1 Tbsp Olive Oil
1/4 Cup Pine Nuts/ Brazil Nuts / Almonds
3-5 Cups Basil Leaves
4-5 Cubes Ice
1/4 Cup Mix Nuts (Walnuts, Cashew, Almond)
15 Garlic Cloves
3 Cups Milk
250 Grams Cheese
1 Tsp Sugar
3 Tomatoes / 10 Cherry Tomatoes (Optional)
1 Packet Spaghetti Pasta (500 Grams)
Extra Virgin Olive Oil
1 Tsp Chilli Flakes (Optional)
Chilli / Garlic Oil (Optional)
Grated Cheese (Optional)
Salt to taste
- Discard hard stem and dark leaves of Basil if any and wash them really well.
- Boil water in a deep pan. Switch off flame and drop the leaves to blanch for 10-15 seconds, until they wilt.
- Drain the water on a metal colander. You can reserve the basil water for later use. Immediately, place ice cubes over and under the blanched leaves. You can also pour ice-cold water instead. Keep aside to cool off.
- Discard any ice and add the Basil Leaves along with peeled Garlic, Mix Nuts and Salt and grind it for a minute. For the nuts, add whatever is available. You can also skip this if you don’t have any or are allergic. Gradually add little water and grind into a thick paste. I used the same water that was leftover after blanching basil leaves. Any leftover water can be used as a stock or to water plants once it cools down.
- In a largest wok or deep and wide pan that you have, heat oil.
- Add Pine Nuts if you have them. I used chopped Brazil Nuts this time since they were available at home. I otherwise use chopped Almonds. Roast for a few seconds until they turn a shade darker. Switch off the flame.

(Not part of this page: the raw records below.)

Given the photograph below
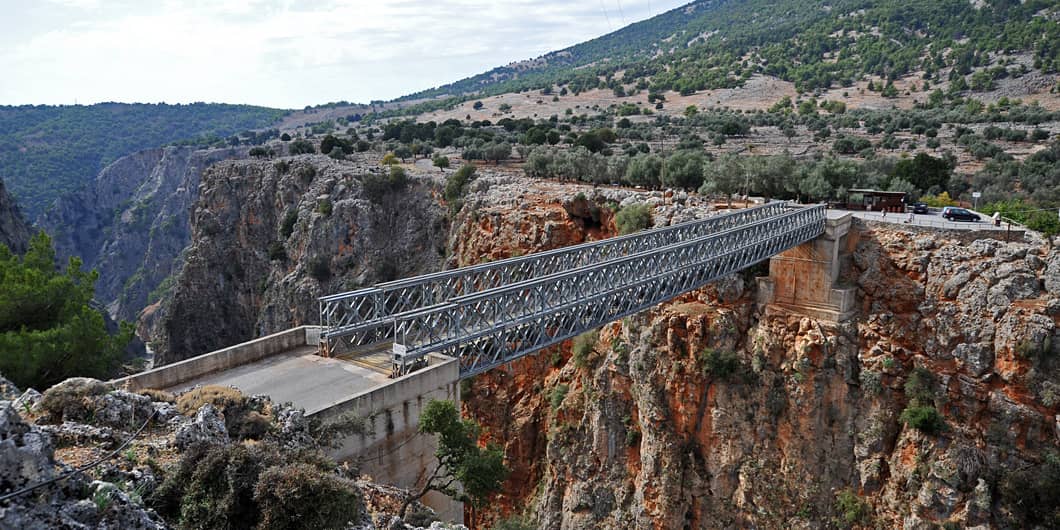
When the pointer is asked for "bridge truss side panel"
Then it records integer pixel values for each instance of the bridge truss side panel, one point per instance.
(500, 325)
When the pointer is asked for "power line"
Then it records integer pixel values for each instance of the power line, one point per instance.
(81, 470)
(604, 10)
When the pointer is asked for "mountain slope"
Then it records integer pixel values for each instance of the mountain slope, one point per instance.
(714, 43)
(131, 222)
(49, 151)
(14, 233)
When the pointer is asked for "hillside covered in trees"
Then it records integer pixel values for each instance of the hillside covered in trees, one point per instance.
(48, 151)
(719, 43)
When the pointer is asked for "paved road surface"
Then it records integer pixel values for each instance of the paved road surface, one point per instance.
(933, 219)
(299, 376)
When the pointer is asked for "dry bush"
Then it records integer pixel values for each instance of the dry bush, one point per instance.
(73, 399)
(222, 398)
(244, 419)
(300, 495)
(158, 395)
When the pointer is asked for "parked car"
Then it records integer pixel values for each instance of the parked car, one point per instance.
(959, 214)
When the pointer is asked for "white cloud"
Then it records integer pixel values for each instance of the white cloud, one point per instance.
(279, 52)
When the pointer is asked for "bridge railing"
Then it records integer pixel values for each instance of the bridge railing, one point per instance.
(500, 324)
(364, 316)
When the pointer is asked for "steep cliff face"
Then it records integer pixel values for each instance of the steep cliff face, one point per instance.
(269, 236)
(505, 215)
(131, 223)
(709, 411)
(14, 233)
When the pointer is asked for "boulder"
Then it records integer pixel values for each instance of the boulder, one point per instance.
(208, 426)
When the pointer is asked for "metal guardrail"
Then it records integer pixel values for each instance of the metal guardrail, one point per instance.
(366, 316)
(500, 324)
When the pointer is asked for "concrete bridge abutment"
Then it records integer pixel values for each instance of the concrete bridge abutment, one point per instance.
(805, 279)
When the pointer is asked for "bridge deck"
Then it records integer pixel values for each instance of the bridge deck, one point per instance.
(297, 375)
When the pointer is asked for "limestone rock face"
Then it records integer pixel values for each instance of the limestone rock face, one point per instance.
(14, 233)
(208, 426)
(270, 236)
(654, 431)
(27, 458)
(131, 222)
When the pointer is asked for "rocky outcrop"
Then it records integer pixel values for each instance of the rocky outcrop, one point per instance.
(131, 223)
(28, 459)
(709, 411)
(506, 215)
(270, 236)
(14, 233)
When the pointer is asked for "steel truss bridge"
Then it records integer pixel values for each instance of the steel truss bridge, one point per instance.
(493, 313)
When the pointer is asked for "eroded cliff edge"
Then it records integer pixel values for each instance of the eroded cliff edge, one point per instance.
(709, 411)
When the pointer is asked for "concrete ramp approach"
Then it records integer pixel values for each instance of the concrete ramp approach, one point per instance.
(492, 314)
(284, 366)
(298, 376)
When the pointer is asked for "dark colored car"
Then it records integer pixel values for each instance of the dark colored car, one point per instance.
(960, 214)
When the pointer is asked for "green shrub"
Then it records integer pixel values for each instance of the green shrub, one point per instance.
(288, 224)
(276, 251)
(158, 395)
(633, 218)
(720, 365)
(306, 174)
(925, 419)
(851, 509)
(213, 487)
(49, 329)
(583, 347)
(376, 187)
(557, 395)
(456, 184)
(301, 146)
(300, 495)
(920, 386)
(320, 268)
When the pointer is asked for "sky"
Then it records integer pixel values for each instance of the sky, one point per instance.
(280, 53)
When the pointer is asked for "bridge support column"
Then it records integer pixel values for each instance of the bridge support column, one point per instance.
(804, 279)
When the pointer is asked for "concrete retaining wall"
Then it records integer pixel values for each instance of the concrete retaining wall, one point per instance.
(393, 451)
(176, 373)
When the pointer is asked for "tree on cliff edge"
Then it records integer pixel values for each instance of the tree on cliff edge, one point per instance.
(464, 471)
(48, 330)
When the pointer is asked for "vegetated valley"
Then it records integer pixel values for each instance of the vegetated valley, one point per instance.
(936, 405)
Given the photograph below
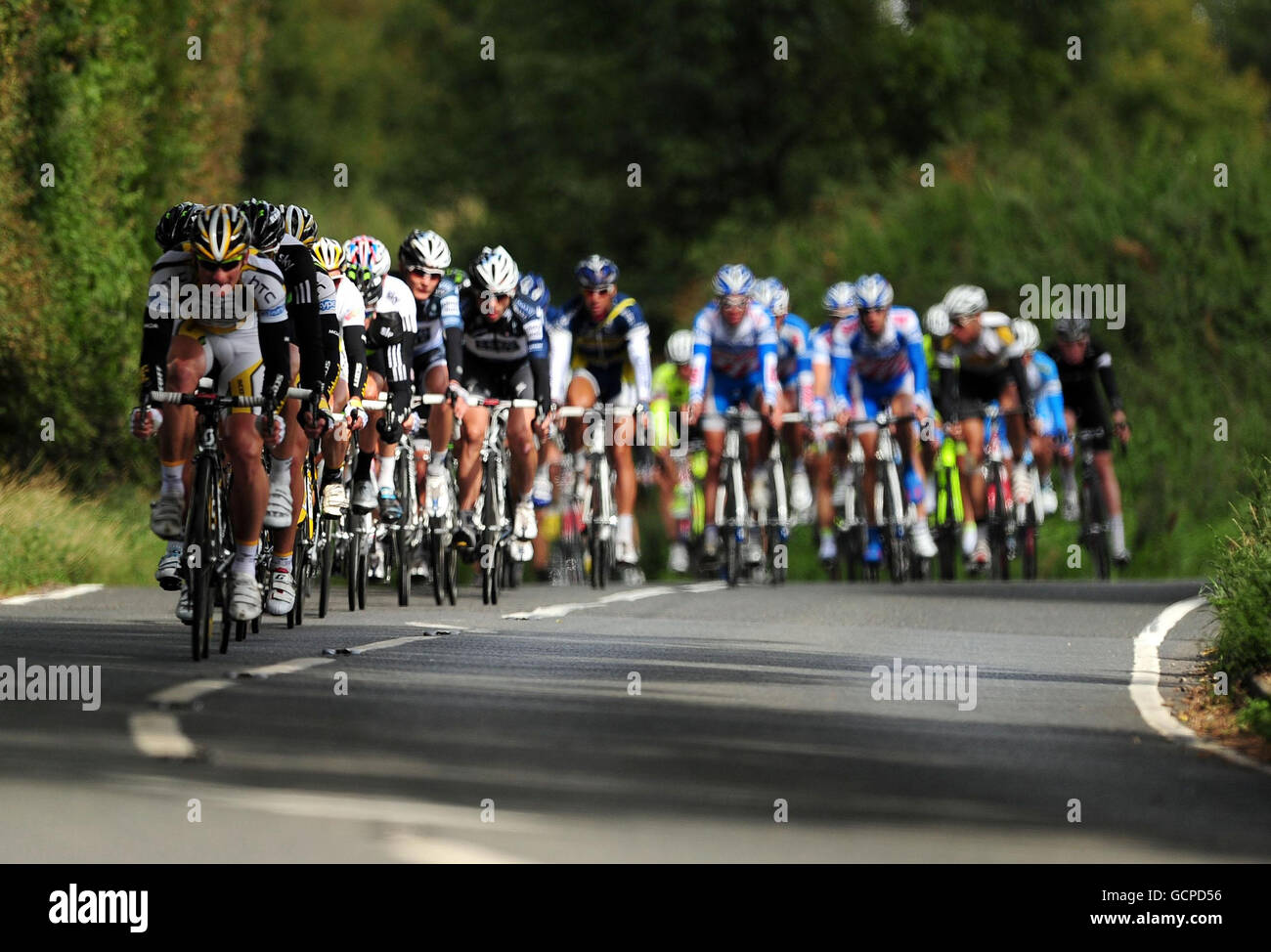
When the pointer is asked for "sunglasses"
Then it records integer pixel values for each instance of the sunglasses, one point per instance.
(214, 266)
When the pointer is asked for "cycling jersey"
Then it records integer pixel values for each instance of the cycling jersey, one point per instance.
(351, 314)
(868, 372)
(244, 346)
(735, 361)
(795, 358)
(435, 317)
(611, 351)
(978, 372)
(1049, 394)
(389, 337)
(503, 359)
(1079, 384)
(312, 314)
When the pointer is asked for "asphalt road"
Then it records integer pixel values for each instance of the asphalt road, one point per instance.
(524, 739)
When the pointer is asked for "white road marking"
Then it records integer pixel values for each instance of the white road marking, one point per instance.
(46, 596)
(1145, 686)
(186, 692)
(412, 848)
(159, 736)
(566, 608)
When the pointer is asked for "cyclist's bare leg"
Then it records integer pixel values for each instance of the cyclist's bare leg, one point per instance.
(249, 490)
(974, 498)
(186, 365)
(525, 455)
(471, 436)
(581, 393)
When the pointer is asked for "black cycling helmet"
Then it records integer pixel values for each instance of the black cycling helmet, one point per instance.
(173, 228)
(266, 223)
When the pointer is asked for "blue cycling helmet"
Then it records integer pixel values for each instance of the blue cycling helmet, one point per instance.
(873, 291)
(733, 280)
(766, 291)
(840, 299)
(595, 271)
(534, 288)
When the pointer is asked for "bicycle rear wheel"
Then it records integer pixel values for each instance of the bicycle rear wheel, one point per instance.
(326, 565)
(202, 541)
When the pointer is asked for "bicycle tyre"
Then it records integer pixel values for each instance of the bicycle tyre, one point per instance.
(202, 559)
(439, 566)
(327, 565)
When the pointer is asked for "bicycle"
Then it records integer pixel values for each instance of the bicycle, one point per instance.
(774, 521)
(598, 514)
(1094, 525)
(492, 512)
(732, 511)
(208, 541)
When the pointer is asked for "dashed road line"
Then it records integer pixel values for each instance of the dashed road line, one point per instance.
(49, 596)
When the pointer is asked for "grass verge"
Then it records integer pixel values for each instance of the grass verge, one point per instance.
(52, 536)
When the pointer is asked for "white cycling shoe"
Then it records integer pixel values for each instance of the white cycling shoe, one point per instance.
(524, 525)
(244, 596)
(924, 546)
(165, 517)
(624, 553)
(678, 558)
(278, 511)
(436, 491)
(283, 592)
(334, 499)
(168, 575)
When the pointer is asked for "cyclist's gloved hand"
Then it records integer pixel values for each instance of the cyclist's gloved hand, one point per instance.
(355, 415)
(145, 421)
(389, 426)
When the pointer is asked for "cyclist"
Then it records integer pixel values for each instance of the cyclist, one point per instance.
(422, 262)
(608, 339)
(795, 372)
(979, 363)
(733, 364)
(390, 329)
(503, 356)
(1047, 396)
(172, 233)
(670, 390)
(347, 398)
(878, 358)
(286, 236)
(1079, 361)
(249, 348)
(840, 304)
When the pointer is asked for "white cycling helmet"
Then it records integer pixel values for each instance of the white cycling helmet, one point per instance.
(495, 271)
(1028, 334)
(733, 281)
(965, 300)
(873, 291)
(679, 347)
(840, 299)
(424, 249)
(937, 321)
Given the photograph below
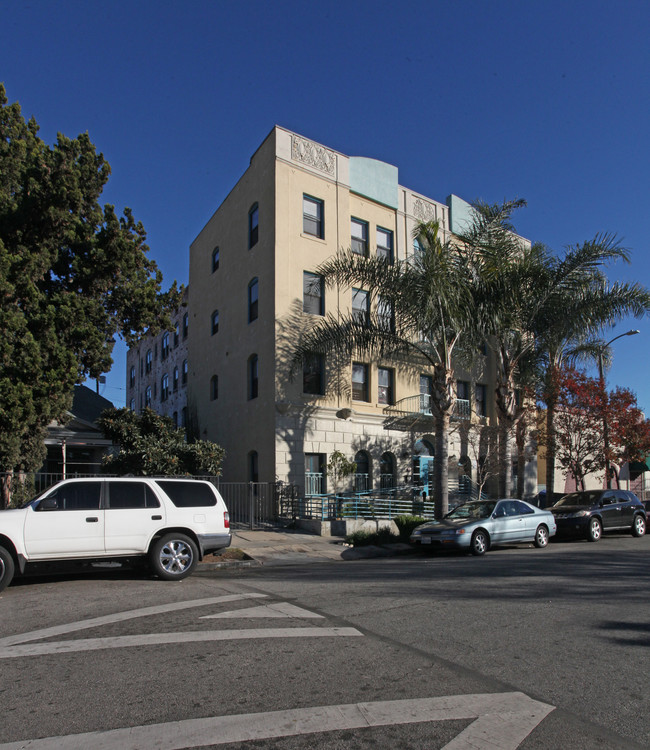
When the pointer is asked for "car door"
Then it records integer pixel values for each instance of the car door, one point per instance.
(610, 510)
(68, 522)
(133, 514)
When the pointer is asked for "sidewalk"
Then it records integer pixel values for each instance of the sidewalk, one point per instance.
(275, 547)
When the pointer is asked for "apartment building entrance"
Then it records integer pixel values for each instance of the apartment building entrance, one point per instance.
(423, 467)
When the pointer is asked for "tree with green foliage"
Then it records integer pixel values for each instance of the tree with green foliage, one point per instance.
(420, 310)
(148, 444)
(73, 276)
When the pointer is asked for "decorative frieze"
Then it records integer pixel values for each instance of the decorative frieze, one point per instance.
(313, 155)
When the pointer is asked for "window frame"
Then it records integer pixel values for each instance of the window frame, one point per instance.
(253, 225)
(365, 383)
(318, 221)
(253, 304)
(360, 242)
(313, 280)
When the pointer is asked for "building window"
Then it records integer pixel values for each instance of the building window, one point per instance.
(362, 476)
(164, 347)
(252, 300)
(359, 232)
(313, 299)
(385, 244)
(385, 315)
(360, 306)
(426, 391)
(312, 216)
(253, 225)
(359, 382)
(481, 397)
(253, 467)
(385, 381)
(313, 374)
(253, 377)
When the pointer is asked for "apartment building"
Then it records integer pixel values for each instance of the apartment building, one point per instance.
(254, 287)
(157, 370)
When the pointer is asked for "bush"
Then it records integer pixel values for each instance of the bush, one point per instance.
(364, 538)
(406, 524)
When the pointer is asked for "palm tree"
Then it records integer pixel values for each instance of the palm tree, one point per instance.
(537, 309)
(432, 306)
(588, 305)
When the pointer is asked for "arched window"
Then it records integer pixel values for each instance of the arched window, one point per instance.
(253, 225)
(253, 376)
(362, 477)
(387, 471)
(252, 300)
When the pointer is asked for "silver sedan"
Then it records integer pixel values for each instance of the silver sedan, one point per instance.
(479, 524)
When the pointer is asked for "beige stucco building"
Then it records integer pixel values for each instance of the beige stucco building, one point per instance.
(253, 287)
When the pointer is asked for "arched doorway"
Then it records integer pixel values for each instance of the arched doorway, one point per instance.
(423, 466)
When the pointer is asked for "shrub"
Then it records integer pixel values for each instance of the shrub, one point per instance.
(406, 524)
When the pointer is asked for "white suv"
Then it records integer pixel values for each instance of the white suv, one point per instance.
(171, 523)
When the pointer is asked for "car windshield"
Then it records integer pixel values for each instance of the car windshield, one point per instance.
(580, 498)
(476, 509)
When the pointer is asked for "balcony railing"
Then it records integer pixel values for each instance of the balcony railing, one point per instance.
(420, 405)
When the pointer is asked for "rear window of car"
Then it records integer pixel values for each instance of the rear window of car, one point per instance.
(130, 495)
(188, 494)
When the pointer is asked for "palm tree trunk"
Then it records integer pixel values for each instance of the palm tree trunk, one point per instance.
(551, 449)
(441, 464)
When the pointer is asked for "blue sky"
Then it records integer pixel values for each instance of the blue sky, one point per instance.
(547, 101)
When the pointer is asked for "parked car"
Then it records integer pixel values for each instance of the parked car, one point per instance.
(170, 523)
(480, 524)
(590, 513)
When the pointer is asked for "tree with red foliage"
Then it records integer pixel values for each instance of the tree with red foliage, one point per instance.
(582, 406)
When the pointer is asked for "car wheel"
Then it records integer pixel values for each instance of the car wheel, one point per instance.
(594, 530)
(173, 557)
(480, 542)
(638, 527)
(541, 536)
(6, 568)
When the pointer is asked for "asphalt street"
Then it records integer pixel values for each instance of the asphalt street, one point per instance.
(521, 648)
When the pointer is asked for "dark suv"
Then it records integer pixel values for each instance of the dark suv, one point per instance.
(590, 513)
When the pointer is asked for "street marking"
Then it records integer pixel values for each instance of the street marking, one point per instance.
(280, 609)
(503, 720)
(96, 622)
(154, 639)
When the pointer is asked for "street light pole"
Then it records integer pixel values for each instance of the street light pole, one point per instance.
(601, 373)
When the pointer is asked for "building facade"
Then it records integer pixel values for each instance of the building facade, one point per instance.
(254, 287)
(157, 370)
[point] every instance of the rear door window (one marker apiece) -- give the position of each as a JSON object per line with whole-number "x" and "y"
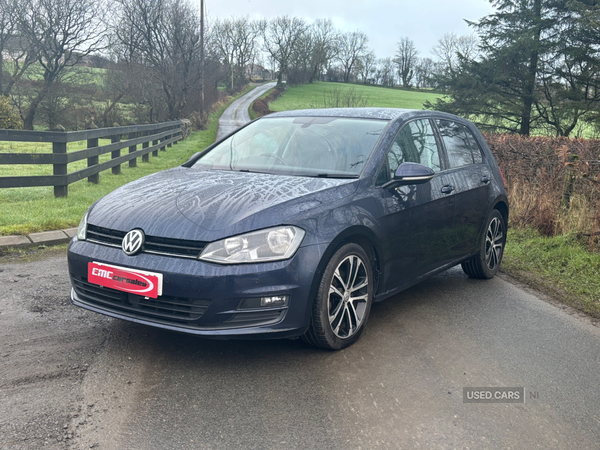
{"x": 461, "y": 147}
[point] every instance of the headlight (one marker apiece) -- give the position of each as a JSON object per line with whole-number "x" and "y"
{"x": 271, "y": 244}
{"x": 82, "y": 229}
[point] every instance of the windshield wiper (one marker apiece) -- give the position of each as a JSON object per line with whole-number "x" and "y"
{"x": 334, "y": 175}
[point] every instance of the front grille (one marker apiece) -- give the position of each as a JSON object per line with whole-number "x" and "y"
{"x": 156, "y": 245}
{"x": 253, "y": 319}
{"x": 173, "y": 309}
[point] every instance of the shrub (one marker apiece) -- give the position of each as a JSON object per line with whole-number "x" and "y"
{"x": 9, "y": 119}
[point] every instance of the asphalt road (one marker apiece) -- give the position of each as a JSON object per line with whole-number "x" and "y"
{"x": 75, "y": 379}
{"x": 237, "y": 114}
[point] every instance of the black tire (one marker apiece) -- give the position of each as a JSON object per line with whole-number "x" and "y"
{"x": 350, "y": 313}
{"x": 486, "y": 263}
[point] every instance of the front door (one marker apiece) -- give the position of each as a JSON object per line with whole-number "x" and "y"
{"x": 418, "y": 218}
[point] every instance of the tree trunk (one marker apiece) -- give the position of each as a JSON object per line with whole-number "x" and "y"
{"x": 33, "y": 106}
{"x": 532, "y": 72}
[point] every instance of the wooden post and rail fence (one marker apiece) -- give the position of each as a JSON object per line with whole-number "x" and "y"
{"x": 152, "y": 138}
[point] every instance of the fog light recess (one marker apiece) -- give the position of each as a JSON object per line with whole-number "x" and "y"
{"x": 273, "y": 301}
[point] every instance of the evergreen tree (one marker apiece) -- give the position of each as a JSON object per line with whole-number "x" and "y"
{"x": 538, "y": 67}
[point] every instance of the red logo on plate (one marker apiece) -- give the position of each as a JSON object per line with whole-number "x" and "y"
{"x": 126, "y": 280}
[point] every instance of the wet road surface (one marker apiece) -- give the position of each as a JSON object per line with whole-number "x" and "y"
{"x": 400, "y": 386}
{"x": 237, "y": 114}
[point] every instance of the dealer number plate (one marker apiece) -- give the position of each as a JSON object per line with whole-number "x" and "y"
{"x": 147, "y": 284}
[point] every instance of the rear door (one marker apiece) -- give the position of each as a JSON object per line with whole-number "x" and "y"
{"x": 470, "y": 177}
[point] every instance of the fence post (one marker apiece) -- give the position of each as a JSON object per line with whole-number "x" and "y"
{"x": 115, "y": 154}
{"x": 146, "y": 157}
{"x": 132, "y": 149}
{"x": 155, "y": 152}
{"x": 60, "y": 148}
{"x": 163, "y": 148}
{"x": 92, "y": 161}
{"x": 169, "y": 137}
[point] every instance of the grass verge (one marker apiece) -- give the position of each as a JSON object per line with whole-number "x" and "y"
{"x": 561, "y": 266}
{"x": 28, "y": 210}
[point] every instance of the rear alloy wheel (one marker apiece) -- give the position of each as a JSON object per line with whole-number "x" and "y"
{"x": 487, "y": 262}
{"x": 343, "y": 300}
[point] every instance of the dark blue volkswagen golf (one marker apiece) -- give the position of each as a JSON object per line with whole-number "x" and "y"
{"x": 294, "y": 225}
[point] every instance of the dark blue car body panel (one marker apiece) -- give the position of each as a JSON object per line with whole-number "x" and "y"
{"x": 412, "y": 232}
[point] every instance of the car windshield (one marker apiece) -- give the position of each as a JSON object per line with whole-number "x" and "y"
{"x": 304, "y": 146}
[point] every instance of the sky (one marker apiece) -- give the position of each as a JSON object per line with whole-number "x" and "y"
{"x": 384, "y": 21}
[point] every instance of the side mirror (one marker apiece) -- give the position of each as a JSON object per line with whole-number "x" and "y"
{"x": 410, "y": 173}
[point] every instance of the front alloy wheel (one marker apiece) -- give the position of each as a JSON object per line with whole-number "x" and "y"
{"x": 348, "y": 294}
{"x": 343, "y": 301}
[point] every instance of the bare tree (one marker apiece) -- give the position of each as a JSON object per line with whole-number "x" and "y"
{"x": 352, "y": 47}
{"x": 236, "y": 44}
{"x": 163, "y": 36}
{"x": 384, "y": 74}
{"x": 325, "y": 40}
{"x": 406, "y": 59}
{"x": 60, "y": 33}
{"x": 423, "y": 71}
{"x": 280, "y": 36}
{"x": 368, "y": 66}
{"x": 450, "y": 46}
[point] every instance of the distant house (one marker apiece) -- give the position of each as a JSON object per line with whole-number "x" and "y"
{"x": 257, "y": 71}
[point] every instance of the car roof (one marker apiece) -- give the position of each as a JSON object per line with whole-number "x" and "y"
{"x": 363, "y": 113}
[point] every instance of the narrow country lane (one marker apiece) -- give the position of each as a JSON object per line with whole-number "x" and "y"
{"x": 237, "y": 114}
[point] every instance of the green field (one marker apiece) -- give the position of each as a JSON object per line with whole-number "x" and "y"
{"x": 27, "y": 210}
{"x": 308, "y": 96}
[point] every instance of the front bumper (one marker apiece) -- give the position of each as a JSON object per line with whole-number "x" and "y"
{"x": 199, "y": 297}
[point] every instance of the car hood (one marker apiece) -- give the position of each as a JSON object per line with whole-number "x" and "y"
{"x": 210, "y": 204}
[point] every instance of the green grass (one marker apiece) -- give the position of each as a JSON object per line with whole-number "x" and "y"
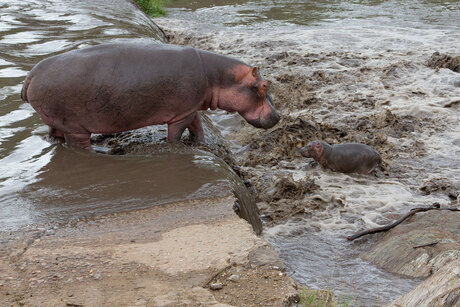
{"x": 153, "y": 8}
{"x": 317, "y": 298}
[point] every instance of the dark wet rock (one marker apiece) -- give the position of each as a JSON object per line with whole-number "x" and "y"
{"x": 438, "y": 60}
{"x": 441, "y": 185}
{"x": 216, "y": 286}
{"x": 441, "y": 289}
{"x": 419, "y": 246}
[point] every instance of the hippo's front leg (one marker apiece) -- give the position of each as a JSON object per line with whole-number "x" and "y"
{"x": 196, "y": 129}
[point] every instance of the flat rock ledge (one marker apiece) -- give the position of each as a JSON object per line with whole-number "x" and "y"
{"x": 442, "y": 289}
{"x": 420, "y": 246}
{"x": 168, "y": 255}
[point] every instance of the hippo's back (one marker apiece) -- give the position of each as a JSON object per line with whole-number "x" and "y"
{"x": 355, "y": 157}
{"x": 115, "y": 87}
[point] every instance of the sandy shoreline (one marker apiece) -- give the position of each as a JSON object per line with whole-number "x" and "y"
{"x": 163, "y": 256}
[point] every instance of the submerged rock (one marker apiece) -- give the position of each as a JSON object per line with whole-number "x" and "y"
{"x": 438, "y": 60}
{"x": 420, "y": 247}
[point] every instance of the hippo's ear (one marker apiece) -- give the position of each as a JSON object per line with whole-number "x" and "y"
{"x": 254, "y": 72}
{"x": 262, "y": 88}
{"x": 318, "y": 147}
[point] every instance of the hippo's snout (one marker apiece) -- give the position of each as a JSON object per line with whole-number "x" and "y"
{"x": 272, "y": 119}
{"x": 304, "y": 151}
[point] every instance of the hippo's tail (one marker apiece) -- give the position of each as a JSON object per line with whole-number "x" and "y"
{"x": 24, "y": 89}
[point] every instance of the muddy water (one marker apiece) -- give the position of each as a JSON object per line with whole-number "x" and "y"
{"x": 46, "y": 183}
{"x": 342, "y": 71}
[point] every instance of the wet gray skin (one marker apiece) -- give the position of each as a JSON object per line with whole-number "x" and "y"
{"x": 45, "y": 183}
{"x": 345, "y": 158}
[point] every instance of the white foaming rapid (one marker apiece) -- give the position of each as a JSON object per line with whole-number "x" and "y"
{"x": 374, "y": 53}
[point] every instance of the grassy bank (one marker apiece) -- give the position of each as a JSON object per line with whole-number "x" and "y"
{"x": 153, "y": 8}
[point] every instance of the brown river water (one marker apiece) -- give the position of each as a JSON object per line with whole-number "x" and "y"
{"x": 365, "y": 52}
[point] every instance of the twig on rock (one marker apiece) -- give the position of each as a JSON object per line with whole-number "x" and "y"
{"x": 435, "y": 206}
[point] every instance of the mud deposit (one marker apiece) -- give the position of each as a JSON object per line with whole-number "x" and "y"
{"x": 372, "y": 74}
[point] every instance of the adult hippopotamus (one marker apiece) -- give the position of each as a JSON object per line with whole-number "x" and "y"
{"x": 116, "y": 87}
{"x": 345, "y": 158}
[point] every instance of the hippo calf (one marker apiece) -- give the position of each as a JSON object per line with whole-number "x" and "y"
{"x": 117, "y": 87}
{"x": 345, "y": 158}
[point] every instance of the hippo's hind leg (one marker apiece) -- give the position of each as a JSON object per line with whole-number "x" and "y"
{"x": 196, "y": 129}
{"x": 55, "y": 134}
{"x": 80, "y": 140}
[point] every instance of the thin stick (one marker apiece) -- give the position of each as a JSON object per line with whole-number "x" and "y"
{"x": 435, "y": 206}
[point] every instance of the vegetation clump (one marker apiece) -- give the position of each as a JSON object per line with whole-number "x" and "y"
{"x": 153, "y": 8}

- Now add the Green Pesto paste you ground up and mix well. Since it’s blanched already, you don’t need to cook it.
- Also add in a little Sugar.
- Add grated Cheese and milk according to the taste and consistency you prefer. If grating cheese seems like a boring process, you can roughly chop the Cheese block into tiny pieces. Drop them in a microwave safe bowl. Add a little milk and microwave for 2 minutes. The cheese will soften and eventually melt completely when you mix this with the pesto. You can use any type of Cheese. I’ve also used Cheese Spread, Parmesan and Gouda Cheese at times. This time I used Processed Cheese.
- Add Cherry Tomatoes halved. I used regular Tomatoes chopped into big pieces. Switch the flame back on and cook for 2 minutes while stirring continuously. You can skip Tomatoes. I’ve made with and without a lot of times.
- You can add Chilli flakes and you might want to add Salt as well.
- Boil Spaghetti Pasta in hot water with a little salt as per the packet instructions. It took me about 15 minutes though the packet mentioned 9 minutes. I boiled them in 2 separate pans since the quantity was a lot compared to the size of the pans I had. Once cooked al denté, drain them in a colander and add this to the Pesto sauce.
- If not using immediately, run cold water over the cooked Pasta, drizzle oil, mix well and keep aside. I generally start boiling the Spaghetti or any noodle or pasta 30 minutes before serving. I prepare the sauce earlier in the day. I do this so that I don’t have to reheat.
- Serve in a plate or bowl. Top with grated Cheese & drizzle some Extra Virgin Olive Oil and Chilli Garlic Oil. Olive oil just brings out the flavour so well!